Wild Bill, J. B. Hickock[sic] killed by the assassin Jack McCall in Deadwood, Black Hills, August 2d, 1876. Pard, we will meet again in the happy hunting ground to part no more. Good bye, Colorado Charlie, C. H. Utter.

Utter left for Colorado, but returned in 1879 to have Hickok reinterred, at Calamity Jane's urging, in a 10-foot-square plot at the Mount Moriah Cemetery, surrounded by a cast-iron fence and with an American flag in the ground.

Later that year, Utter opened a dance hall in Lead, a company town far more sedate than its raucous, rollicking neighbor, Deadwood. The dance hall's "boisterous music and scandalous cancan dancing" earned Charlie an appearance before the honorable Gideon C. Moody. Charlie was convicted of "operating a nuisance", but because he had already closed the establishment, Judge Moody sentenced him to a mere one hour in jail. He was also fined $50 on the charge of disturbing the peace.

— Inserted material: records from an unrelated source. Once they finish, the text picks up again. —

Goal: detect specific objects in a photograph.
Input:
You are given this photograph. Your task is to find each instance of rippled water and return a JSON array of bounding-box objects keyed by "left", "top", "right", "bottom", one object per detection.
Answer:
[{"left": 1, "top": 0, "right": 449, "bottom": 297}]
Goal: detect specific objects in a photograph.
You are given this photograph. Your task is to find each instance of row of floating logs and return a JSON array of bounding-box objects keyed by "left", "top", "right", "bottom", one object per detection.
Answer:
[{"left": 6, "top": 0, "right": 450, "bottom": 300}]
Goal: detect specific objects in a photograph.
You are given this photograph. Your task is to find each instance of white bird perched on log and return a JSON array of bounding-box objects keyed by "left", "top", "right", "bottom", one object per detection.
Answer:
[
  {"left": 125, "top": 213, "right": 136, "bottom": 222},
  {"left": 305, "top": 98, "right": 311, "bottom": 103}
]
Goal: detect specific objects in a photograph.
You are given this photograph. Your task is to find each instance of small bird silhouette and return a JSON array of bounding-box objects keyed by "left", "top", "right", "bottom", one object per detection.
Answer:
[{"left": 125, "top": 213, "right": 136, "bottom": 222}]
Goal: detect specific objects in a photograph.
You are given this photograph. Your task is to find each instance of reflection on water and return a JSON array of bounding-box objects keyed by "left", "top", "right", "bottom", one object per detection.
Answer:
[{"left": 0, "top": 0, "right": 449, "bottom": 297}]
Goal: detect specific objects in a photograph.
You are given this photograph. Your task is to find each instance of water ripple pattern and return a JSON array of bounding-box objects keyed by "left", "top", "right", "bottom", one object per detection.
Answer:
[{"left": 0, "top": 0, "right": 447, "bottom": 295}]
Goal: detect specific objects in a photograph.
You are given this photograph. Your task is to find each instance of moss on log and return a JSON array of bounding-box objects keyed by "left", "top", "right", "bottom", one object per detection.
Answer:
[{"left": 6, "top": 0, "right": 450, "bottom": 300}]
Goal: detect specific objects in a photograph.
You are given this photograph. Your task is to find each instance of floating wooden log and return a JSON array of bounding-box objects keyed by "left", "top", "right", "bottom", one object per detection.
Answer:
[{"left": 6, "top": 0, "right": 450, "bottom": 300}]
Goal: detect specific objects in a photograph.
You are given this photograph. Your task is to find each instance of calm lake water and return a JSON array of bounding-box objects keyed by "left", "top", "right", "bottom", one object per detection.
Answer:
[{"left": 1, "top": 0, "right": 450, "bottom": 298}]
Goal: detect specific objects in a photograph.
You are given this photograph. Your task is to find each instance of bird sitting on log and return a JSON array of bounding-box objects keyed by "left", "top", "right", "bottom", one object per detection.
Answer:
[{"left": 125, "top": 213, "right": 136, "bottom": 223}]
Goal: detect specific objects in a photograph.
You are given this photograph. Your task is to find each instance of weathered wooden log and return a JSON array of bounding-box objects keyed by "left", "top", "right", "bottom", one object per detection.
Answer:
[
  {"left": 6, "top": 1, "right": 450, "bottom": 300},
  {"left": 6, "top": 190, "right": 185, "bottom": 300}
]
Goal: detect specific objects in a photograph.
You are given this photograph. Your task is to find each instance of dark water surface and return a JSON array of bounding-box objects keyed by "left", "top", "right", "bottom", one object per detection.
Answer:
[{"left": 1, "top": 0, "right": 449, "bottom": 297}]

Utter was back in Deadwood by the fall of the year. He opened another dance hall and also managed one of Deadwood's theaters. On September 26, 1879, a fire devastated Deadwood, destroying more than 300 buildings (including Charlie's dance hall and the theater he managed) and consuming the belongings of many inhabitants.

== After Deadwood ==
Following the destructive fire, Deadwood ceased to be a frontier town where fortunes could be built (or rebuilt) from nothing, and the newly impoverished left to try their luck in other gold rushes. Utter followed, first to Leadville, Colorado, in February 1880; then Durango, Colorado, having separated or divorced from his wife; then Socorro, New Mexico. There, he opened a saloon and was reported to have a relationship with faro dealer Minnie Fowler. Utter's biographer, Agnes Wright Spring, traced him to Panama in the early 1900s. By then losing his eyesight, he owned drugstores in Panama City and Colón.
According to ship manifests, Utter made several trips back and forth between the United States and Panama in 1888, 1891, 1905, 1910, and 1912, each listing his occupation as a "druggist". He finally returned to Panama in 1913.

== Personality ==
Utter was 5 ft 6 in and was reported as being meticulous in his appearance, which was unusual for that place and time. He had long, black hair and a moustache, wore hand-tailored, fringed buckskins, fine linen shirts, beaded moccasins, and a large, silver belt buckle and carried a pair of gold, silver, and pearl ornamented pistols. He would allow nobody into his tent, even Hickok, on pain of being shot; in his tent, he slept under high-quality blankets, imported from California and carried with him mirrors, combs, razors, and whisk brooms. He was also known for his habit of bathing daily.

== In popular culture ==
Utter is portrayed by Dayton Callie in the HBO television series Deadwood and Deadwood: The Movie. Contrary to the meticulous historical Utter, the character is portrayed as rough-mannered and often unkempt in his appearance. The film, set in 1889, shows the character still living in Deadwood, although the historical Charlie Utter had moved back to Colorado in 1880. The film also shows Utter being murdered in 1889 by henchmen sent by George Hearst after Utter declined to sell his land to Hearst.